Kenaikan Harga yang Membebani
Para pedagang mengaku kaget dengan lonjakan harga yang tidak wajar ini. Mereka menyebutkan bahwa sebelumnya harga plastik masih terjangkau, namun kini harganya melambung tinggi hingga membuat mereka harus berpikir ulang dalam mengelola biaya operasional.
Seorang pedagang di Pasar Kebayoran Lama mengatakan, dulu ia bisa membeli sebungkus plastik ukuran kecil dengan harga Rp5.000, namun sekarang harganya mencapai Rp50.000. Kenaikan ini jelas sangat memberatkan, terutama di tengah kondisi ekonomi yang belum sepenuhnya pulih.
Dampak pada Usaha Kecil
Para pedagang kecil menjadi pihak yang paling merasakan dampak dari kenaikan harga plastik ini. Mereka terpaksa harus menaikkan harga jual barang dagangan atau mengurangi margin keuntungan agar tetap bisa bertahan.
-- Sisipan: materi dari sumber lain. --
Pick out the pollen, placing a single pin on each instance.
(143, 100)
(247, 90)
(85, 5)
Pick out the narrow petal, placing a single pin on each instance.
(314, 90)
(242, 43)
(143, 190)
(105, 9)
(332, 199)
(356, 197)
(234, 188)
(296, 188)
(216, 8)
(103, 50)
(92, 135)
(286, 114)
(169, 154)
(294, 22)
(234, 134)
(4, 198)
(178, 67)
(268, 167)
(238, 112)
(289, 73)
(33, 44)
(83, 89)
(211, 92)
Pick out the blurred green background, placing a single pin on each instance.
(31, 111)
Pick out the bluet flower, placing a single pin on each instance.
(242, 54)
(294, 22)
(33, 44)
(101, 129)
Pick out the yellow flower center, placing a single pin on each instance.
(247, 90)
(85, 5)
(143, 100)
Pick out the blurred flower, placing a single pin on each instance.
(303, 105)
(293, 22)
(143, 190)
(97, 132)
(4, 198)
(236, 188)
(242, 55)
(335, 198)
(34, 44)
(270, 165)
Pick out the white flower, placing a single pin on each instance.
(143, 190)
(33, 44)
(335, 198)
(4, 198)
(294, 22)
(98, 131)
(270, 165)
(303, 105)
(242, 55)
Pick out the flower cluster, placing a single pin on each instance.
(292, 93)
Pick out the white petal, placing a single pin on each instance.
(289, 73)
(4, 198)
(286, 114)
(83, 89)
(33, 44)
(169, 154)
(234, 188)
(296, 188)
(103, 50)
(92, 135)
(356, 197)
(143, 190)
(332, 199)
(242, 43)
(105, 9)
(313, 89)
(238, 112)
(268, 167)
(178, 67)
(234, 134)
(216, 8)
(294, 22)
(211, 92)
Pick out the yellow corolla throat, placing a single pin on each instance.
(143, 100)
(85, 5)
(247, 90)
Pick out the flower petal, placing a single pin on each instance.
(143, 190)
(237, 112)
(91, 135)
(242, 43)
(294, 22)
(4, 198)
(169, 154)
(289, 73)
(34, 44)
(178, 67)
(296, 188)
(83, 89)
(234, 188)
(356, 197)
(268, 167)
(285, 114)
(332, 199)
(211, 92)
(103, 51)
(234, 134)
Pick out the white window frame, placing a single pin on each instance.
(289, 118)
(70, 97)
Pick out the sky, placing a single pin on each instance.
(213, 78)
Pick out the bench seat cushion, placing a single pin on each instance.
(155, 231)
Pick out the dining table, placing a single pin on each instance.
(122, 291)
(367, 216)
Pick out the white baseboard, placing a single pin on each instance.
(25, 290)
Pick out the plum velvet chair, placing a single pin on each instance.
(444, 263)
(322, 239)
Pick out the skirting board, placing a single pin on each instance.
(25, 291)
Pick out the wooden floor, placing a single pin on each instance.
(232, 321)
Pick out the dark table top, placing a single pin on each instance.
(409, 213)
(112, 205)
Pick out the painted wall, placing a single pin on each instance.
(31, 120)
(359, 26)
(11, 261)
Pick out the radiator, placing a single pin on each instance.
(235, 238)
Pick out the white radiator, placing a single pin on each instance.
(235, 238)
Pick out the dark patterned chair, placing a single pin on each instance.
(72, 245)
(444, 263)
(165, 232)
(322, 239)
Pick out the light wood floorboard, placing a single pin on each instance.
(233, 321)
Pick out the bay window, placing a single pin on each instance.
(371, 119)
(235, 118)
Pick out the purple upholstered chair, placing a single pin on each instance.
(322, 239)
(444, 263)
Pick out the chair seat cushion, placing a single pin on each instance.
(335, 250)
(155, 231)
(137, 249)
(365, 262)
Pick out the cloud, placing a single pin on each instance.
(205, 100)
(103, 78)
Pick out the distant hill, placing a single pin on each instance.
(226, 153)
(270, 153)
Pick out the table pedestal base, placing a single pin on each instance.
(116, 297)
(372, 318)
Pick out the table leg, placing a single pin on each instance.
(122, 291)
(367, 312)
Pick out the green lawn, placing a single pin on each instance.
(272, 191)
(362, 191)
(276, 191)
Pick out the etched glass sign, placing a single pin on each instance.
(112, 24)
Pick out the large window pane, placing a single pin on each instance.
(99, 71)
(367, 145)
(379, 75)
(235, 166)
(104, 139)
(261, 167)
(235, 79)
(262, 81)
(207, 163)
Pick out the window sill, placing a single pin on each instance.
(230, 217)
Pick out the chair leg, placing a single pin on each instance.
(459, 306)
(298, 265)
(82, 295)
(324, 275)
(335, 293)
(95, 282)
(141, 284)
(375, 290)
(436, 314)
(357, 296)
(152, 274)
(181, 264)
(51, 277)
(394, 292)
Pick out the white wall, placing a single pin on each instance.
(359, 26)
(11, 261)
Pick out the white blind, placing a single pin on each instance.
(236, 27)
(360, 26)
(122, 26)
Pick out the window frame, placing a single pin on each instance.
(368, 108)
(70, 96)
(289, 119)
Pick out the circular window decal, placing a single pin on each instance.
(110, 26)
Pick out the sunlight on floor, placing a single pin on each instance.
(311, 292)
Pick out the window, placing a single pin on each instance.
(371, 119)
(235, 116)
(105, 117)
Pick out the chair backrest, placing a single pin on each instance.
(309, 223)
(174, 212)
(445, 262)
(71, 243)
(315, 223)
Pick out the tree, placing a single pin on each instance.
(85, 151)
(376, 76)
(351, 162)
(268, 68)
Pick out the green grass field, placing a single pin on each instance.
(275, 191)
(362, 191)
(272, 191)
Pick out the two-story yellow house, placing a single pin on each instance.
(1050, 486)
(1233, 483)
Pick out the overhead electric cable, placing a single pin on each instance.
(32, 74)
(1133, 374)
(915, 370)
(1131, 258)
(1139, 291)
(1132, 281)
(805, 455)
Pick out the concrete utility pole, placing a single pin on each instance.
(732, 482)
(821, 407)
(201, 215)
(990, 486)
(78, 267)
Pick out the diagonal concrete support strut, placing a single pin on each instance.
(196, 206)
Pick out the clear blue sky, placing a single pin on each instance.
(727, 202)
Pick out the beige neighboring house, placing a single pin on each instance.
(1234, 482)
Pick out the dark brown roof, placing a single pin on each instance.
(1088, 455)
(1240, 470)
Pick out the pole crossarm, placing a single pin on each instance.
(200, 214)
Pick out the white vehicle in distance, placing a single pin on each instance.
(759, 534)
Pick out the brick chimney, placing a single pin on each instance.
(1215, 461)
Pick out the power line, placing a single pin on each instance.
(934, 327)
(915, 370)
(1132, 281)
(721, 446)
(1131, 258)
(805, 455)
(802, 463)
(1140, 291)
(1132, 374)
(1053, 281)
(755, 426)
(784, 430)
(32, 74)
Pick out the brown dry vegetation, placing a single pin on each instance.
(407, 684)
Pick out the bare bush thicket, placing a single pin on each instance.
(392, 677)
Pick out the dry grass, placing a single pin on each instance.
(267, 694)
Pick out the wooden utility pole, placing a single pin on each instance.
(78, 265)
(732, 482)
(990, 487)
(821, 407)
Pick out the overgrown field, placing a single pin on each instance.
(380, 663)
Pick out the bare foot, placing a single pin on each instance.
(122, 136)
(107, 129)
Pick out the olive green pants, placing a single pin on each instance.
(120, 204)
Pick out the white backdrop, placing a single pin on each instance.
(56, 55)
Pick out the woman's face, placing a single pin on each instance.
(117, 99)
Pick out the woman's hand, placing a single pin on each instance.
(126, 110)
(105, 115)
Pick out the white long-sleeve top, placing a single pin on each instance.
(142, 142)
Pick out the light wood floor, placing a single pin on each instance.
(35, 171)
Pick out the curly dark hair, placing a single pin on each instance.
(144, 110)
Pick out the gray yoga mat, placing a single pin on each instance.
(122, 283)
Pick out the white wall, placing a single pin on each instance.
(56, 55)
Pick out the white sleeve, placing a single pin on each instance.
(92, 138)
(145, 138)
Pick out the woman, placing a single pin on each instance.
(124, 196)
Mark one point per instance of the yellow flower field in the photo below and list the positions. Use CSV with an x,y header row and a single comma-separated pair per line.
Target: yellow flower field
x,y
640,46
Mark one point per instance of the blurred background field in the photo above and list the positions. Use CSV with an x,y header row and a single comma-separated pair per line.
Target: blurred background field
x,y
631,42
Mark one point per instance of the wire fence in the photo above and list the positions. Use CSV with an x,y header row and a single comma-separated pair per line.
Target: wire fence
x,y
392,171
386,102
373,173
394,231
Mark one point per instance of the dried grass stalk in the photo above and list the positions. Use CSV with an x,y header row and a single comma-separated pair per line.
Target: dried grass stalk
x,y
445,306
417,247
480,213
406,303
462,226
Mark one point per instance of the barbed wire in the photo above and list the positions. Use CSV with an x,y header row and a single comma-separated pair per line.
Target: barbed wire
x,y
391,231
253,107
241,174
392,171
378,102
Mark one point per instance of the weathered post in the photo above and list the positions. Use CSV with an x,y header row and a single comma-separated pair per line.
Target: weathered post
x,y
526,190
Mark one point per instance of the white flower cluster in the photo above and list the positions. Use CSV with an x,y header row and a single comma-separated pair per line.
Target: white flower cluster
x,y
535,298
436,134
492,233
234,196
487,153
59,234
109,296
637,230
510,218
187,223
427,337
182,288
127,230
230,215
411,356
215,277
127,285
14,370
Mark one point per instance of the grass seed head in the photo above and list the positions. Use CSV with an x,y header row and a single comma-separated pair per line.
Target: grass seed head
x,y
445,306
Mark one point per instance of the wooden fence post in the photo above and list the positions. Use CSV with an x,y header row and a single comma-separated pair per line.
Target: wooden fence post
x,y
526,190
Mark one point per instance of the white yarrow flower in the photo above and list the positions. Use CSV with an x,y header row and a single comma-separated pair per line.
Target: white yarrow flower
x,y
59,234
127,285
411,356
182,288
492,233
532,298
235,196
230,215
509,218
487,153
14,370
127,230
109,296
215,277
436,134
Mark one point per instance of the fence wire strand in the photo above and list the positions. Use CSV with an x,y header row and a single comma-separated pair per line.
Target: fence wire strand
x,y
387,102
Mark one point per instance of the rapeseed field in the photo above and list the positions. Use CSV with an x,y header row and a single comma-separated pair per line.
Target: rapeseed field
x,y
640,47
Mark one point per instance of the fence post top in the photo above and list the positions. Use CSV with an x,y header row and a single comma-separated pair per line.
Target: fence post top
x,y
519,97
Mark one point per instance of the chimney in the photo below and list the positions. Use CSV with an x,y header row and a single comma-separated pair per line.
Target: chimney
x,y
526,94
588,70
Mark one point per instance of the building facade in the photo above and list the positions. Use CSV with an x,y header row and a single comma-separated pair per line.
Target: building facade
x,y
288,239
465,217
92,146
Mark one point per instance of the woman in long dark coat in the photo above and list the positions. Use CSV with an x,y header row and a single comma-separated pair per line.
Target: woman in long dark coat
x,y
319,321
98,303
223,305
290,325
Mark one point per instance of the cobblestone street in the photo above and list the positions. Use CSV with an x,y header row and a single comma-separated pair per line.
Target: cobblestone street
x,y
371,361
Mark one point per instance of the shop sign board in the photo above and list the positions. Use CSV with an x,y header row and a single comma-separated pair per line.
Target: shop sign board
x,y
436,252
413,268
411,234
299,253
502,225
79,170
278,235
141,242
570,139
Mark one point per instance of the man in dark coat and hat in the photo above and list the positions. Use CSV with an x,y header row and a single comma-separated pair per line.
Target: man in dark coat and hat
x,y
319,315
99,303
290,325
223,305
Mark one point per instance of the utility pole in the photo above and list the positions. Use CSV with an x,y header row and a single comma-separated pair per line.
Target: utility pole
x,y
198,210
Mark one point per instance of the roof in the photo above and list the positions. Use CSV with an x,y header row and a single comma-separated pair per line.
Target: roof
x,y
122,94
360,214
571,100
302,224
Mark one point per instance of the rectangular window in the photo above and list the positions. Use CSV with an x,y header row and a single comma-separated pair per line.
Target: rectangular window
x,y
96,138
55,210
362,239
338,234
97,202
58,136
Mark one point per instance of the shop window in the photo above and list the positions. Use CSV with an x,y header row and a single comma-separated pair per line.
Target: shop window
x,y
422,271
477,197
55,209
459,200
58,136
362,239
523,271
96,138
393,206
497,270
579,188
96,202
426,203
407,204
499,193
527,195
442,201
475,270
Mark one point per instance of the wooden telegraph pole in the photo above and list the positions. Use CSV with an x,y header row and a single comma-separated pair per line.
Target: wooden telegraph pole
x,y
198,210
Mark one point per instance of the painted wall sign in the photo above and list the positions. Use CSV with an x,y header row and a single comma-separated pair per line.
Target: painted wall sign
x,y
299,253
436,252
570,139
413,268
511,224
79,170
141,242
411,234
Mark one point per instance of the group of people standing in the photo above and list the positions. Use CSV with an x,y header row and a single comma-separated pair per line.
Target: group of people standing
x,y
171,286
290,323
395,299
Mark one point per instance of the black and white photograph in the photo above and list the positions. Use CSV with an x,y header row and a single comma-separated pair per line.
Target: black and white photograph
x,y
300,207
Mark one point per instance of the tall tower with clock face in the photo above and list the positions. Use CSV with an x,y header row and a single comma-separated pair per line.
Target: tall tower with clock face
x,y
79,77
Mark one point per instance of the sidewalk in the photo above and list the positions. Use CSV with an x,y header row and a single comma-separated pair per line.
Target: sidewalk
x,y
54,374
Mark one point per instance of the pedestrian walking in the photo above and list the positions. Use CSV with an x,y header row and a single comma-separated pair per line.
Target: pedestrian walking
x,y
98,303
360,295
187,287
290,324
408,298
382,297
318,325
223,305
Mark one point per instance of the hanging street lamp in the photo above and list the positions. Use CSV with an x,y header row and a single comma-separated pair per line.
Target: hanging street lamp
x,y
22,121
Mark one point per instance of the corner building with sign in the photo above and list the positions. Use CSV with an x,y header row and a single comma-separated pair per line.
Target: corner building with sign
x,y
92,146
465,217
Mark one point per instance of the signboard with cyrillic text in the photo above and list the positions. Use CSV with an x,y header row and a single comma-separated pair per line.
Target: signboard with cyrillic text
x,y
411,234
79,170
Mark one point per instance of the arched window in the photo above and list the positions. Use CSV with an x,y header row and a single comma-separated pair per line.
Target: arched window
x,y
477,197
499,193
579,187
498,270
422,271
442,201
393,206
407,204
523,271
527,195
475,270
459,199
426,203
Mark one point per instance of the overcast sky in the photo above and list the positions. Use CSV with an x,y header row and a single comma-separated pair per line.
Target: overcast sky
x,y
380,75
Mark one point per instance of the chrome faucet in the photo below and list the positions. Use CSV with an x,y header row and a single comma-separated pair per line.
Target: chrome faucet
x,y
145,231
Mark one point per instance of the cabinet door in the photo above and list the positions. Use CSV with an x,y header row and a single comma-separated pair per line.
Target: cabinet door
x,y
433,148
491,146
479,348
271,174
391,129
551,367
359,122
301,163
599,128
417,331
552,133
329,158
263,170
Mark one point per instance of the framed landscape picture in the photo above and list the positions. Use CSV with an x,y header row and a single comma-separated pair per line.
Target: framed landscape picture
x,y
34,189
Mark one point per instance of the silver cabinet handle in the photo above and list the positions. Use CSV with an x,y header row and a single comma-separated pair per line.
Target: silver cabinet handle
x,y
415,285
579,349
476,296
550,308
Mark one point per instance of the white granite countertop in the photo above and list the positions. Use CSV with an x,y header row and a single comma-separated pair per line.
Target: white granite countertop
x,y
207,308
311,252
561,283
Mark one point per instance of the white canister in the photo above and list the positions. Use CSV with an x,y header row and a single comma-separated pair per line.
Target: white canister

Seorang penjual sayur mayur mengaku terpaksa mengurangi penggunaan plastik dan menggantinya dengan kantong kertas bekas. Namun, langkah ini dinilai kurang efektif karena kantong kertas lebih mudah robek dan tidak bisa menampung barang basah.
Harapan Pedagang
Para pedagang berharap pemerintah segera turun tangan untuk mengatasi lonjakan harga plastik yang tidak wajar ini. Mereka meminta agar ada pengawasan ketat terhadap distribusi plastik dan penindakan terhadap spekulan yang memanfaatkan situasi.
Selain itu, mereka juga berharap ada solusi jangka panjang seperti penyediaan alternatif kemasan yang ramah lingkungan namun tetap terjangkau. Dengan begitu, mereka tidak perlu lagi khawatir dengan fluktuasi harga plastik yang bisa terjadi sewaktu-waktu.